Unfortunately for Dr Arnaout, the Court found him to be an unreliable witness. The Court also decided not to admit the applicant's expert town planning and valuation evidence, as the expert witnesses were not made available for cross-examination. These matters became detrimental to the case. It is therefore difficult to fully evaluate the implications of the Court's findings on special value given the fundamental issues with the case that was before the Court.
The Court ultimately held the Dr Arnaout's unregistered lease did not amount to a compensable interest in the land. In summary, this was because the lease itself was not enforceable. His special value claim was nevertheless considered in case the Court was wrong about the threshold question of whether there was a compensable interest in the land.
The company was ultimately awarded $1,070,000 for market value, plus $32,000 for legal and valuation costs.
The company is now pursuing an appeal to the Court of Appeal.
The year ahead
Moving into 2026, we conclude with some observations.
Firstly, we are seeing continued momentum for infrastructure projects in the renewable energy space and we expect to see more rural acquisitions move through the acquisition process and into the Courts.
Secondly, with the initial buzz of the Land Acquisition Review fizzling out, we are not expecting any major changes to the legislation to arise. Final recommendations are expected to be considered by Government in 2026, but no precise timeframe has been committed to.
Thirdly, we observe that the case law interpreting this 34 year old piece of legislation continues to develop. Given our expectation that only modest changes to the legislation might occur, case law will be important in the years ahead in terms of both the application of the legislation to novel property interests but also in terms of increasing property values where minor percentage differences in valuations can involve large quantitative differences to the tune of millions of dollars.
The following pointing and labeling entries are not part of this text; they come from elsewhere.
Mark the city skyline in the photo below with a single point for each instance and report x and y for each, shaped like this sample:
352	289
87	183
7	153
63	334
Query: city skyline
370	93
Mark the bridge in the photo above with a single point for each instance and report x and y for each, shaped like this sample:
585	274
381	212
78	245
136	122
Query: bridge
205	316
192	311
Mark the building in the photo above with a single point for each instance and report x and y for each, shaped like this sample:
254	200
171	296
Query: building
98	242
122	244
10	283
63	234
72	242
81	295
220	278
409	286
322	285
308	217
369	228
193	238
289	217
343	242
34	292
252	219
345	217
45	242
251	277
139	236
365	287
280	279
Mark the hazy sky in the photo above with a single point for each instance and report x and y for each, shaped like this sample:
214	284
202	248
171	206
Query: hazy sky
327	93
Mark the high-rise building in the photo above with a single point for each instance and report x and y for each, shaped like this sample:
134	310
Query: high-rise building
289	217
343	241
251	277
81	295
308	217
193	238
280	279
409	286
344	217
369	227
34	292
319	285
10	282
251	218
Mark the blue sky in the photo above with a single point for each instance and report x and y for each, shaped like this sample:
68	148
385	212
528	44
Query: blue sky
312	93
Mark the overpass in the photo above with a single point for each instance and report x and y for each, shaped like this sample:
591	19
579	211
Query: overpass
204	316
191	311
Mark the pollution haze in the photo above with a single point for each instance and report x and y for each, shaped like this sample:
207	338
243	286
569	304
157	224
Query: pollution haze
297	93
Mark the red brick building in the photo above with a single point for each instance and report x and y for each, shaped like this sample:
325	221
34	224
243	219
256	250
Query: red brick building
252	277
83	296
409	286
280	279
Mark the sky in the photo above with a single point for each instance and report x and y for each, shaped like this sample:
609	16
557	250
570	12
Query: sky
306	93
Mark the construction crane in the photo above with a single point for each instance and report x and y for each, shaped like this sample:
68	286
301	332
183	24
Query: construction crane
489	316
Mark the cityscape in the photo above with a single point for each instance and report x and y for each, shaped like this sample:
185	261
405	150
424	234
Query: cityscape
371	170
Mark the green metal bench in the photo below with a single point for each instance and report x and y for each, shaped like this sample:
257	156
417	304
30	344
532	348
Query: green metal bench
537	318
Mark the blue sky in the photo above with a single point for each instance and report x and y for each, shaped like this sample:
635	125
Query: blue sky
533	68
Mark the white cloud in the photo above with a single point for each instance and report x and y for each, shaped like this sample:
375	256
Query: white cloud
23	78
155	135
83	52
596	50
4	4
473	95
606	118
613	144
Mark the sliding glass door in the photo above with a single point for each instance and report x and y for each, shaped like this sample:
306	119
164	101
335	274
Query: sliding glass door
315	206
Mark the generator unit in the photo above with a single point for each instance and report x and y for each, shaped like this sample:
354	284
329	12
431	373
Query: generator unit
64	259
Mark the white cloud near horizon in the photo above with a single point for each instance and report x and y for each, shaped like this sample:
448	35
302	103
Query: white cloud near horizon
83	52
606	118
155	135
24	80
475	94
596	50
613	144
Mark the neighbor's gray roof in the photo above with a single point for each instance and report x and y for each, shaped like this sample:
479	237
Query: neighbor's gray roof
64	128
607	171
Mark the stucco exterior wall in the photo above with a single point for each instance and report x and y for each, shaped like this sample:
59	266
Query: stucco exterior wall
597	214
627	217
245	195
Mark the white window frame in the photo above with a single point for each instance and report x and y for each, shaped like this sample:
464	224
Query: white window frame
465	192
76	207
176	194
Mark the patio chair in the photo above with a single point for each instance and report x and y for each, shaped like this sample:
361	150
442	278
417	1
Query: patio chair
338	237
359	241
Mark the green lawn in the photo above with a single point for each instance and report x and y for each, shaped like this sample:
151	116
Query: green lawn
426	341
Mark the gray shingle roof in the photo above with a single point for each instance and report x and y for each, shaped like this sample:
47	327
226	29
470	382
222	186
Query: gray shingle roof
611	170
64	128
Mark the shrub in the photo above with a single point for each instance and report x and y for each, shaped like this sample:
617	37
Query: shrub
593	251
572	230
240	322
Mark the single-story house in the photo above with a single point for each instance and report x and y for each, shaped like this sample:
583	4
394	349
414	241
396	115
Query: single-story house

Finally, as many practitioners have observed, the Court of Appeal decisions over the last 6-7 years have significantly narrowed the scope of what dispossessed owners can claim where that scope exceeds the market value of their interest land. Cases like Roads and Maritime Services v United Petroleum Pty Ltd [2019] NSWCA 41 and Sydney Metro v C & P Automotive Engineers Pty Ltd [2024] NSWCA 186 have limited the disturbance head of compensation and cases like Sydney Metro v G & J Drivas Pty Ltd [2024] NSWCA 5 will place a stop on claims for loss of value associated with applicant's ceasing development work on land marked for acquisition.
If there is to be any change to the trajectory set by the above cases that have favoured acquiring authorities, we see that occurring in the area of special value, even though the decision in The Eddie Arnott Corporation at face value suggests otherwise. In particular, there will come a time where a dispossessed owner with significant interests at stake will explore whether the special value head of compensation might be utilised in a manner similar to that eluded to by Basten JA in Roads and Maritime Services v United Petroleum Pty Ltd [2019] NSWCA 41 at [102] and in Roads and Maritime Services v Allandale Blue Metal Pty Ltd [2016] NSWCA 7 at [36] and following these decisions narrowing the scope of disturbance claims.